Amrad abandons hep B compound after poor trials

By Tanya Hollis
Thursday, 11 July, 2002

Amrad Corporation's (ASX:AML) horror year plumbed new depths today when the company revealed poor results had led it to abandon its chronic hepatitis B compound.

Investors scurried from the stock, which at 1.30pm today was almost 12 per cent lower at 59 cents.

Analysts described the news as terrible for a company already battered by a barrage of negative announcements. But Amrad's recently reconstituted board said that while the outcome of the AM365 trial was disappointing, it was not the end of the world for the portfolio driven Melbourne company.

Managing director Dr Sandra Webb said a recent strategic planning retreat by the board had put on the table a number of options for the company moving forward. Webb said these were currently under review and would be put to investors at the company's annual general meeting in October.

"I think the best thing to say is that we really are looking deep and long and hard at strategic development and coming up with ways forward to improve extraction value for investors over the next 12 to 18 months," she said.

"It is also important to mention that Amrad has a portfolio approach to manage against early failures."

Amrad's Phase IIa trial of AM365 in chronic hepatitis B patients failed to show sufficient antiviral activity, despite positive results in animal tests.

The human trial, run over 14 months, involved patients in Australia, New Zealand and Asia being treated with different doses of the compound for a month before having blood virus levels measured.

"Despite showing good antiviral activity in the gold standard animal model and successfully completing Phase I trials in healthy volunteers, AM365 did not demonstrate sufficient antiviral activity in HBV-infected patients to warrant further development of this compound," Webb said.

The company's run of bad news began in February when it reported a consolidated loss of $6.9 million in the six months to December 31, compared to a profit of $2.6 million in the previous corresponding period.

Later that month it raises $15.5 million through an institutional placement at $1.15 a share.

In March it announced that its Phase II trial of emfilermin had failed to reduce peripheral nerve damage in cancer patients, prompting major shareholder Circadian to call for the dumping of three board members.

That disruption was exacerbated in April when the market learned that two early-stage research projects - stroke compound AM36 and components of the SOCS discovery platform - revert to Amrad after collaborators DevCo and GlaxoSmithKline decide they no longer wish to pursue them.

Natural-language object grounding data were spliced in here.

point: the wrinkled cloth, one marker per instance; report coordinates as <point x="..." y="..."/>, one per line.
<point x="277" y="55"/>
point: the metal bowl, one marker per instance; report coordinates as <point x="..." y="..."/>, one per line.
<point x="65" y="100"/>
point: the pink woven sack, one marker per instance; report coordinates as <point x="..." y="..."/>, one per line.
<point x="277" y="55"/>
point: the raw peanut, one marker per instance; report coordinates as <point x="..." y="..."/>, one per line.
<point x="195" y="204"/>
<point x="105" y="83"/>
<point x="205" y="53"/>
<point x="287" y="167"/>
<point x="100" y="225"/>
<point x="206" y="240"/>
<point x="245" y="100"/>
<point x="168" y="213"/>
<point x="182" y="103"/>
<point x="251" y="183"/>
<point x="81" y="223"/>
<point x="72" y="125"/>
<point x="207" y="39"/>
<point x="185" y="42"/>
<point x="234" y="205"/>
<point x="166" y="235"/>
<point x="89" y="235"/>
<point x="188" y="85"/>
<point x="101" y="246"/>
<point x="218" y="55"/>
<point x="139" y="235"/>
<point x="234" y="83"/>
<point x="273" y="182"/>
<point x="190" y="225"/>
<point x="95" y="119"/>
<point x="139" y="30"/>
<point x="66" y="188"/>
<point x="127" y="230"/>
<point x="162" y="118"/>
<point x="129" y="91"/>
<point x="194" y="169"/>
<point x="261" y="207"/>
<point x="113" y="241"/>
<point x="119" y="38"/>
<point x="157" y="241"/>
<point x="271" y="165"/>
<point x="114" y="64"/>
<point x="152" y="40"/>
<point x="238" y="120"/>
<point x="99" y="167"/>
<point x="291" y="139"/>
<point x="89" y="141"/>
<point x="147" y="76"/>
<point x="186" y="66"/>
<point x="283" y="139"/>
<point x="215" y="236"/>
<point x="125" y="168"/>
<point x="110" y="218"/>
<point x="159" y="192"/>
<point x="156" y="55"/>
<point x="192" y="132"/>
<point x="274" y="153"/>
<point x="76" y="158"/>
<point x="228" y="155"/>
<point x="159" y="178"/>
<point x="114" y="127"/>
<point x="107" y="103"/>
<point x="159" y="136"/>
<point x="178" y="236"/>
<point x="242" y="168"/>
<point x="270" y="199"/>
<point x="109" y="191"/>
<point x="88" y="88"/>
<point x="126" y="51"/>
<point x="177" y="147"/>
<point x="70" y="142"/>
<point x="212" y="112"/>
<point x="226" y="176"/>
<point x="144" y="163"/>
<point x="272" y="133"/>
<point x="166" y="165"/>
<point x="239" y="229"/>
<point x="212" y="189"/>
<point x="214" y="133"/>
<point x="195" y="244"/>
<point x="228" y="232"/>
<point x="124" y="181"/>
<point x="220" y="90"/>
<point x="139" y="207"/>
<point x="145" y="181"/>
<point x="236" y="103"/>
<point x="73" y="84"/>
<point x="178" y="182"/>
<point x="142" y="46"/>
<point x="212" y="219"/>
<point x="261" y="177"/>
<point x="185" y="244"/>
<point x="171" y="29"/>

Then on May 22 a planned extraordinary general meeting was cancelled after Circadian and Amrad agreed on a last-minute compromise that saw corporate recovery specialist Olaf O'Duill step in as chairman.

At the time of the changes analysts had said investors would wait for Amrad's next major results announcement - its hepatitis B compound - before reassessing the stock.

Solomon Smith Barney biotech analyst Rosemary Cummins said that after the latest announcement, there appeared to be no short-term drivers for the company.

"It's just been an ongoing stream of bad news, which is terrible in a sector where news drives a company," Cummins said.

Since peaking at $1.49 in February, Amrad's shares have slipped 58 per cent.

'Not the end of the world'

New chairman O'Duill said the failure of the trial was an enormous disappointment to the company's scientists and to the board.

"There are strategic options still under review by the board [...] whether it's collaborations with other like-minded companies in biotech or large pharma types to help with some of these products, it is all about how we become a bigger and better company over the next couple of year," he said.

"This is a major setback but it is not the end of the world."

Amrad's chief scientist, Dr Jonathan Coates, said the AM365 program, which began in 1998, had cost the company about $4 million, which he said in relative terms was "quite inexpensive for this type of project".

Coates said the other projects in the company's portfolio were progressing well, with the AM36 stroke compound about to enter pre-clinical trials and the SOCS platform abandoned by Glaxo set to progress in-house.

The company also reported that its AM336 compound for chronic severe pain had completed Phase I and II trials, while the emfilermin focus had now shifted to reproductive health in collaboration with Serono, with a phase II trial now scheduled.

Amrad is also partnering with Aventis subsidiary, Gencell, over its AM132 and AM133 cardiovascular compounds, and with Cambridge Antibody Technology to co-develop human antibody drugs neutralising GM-CSF receptor activity in inflammatory diseases such as rheumatoid arthritis.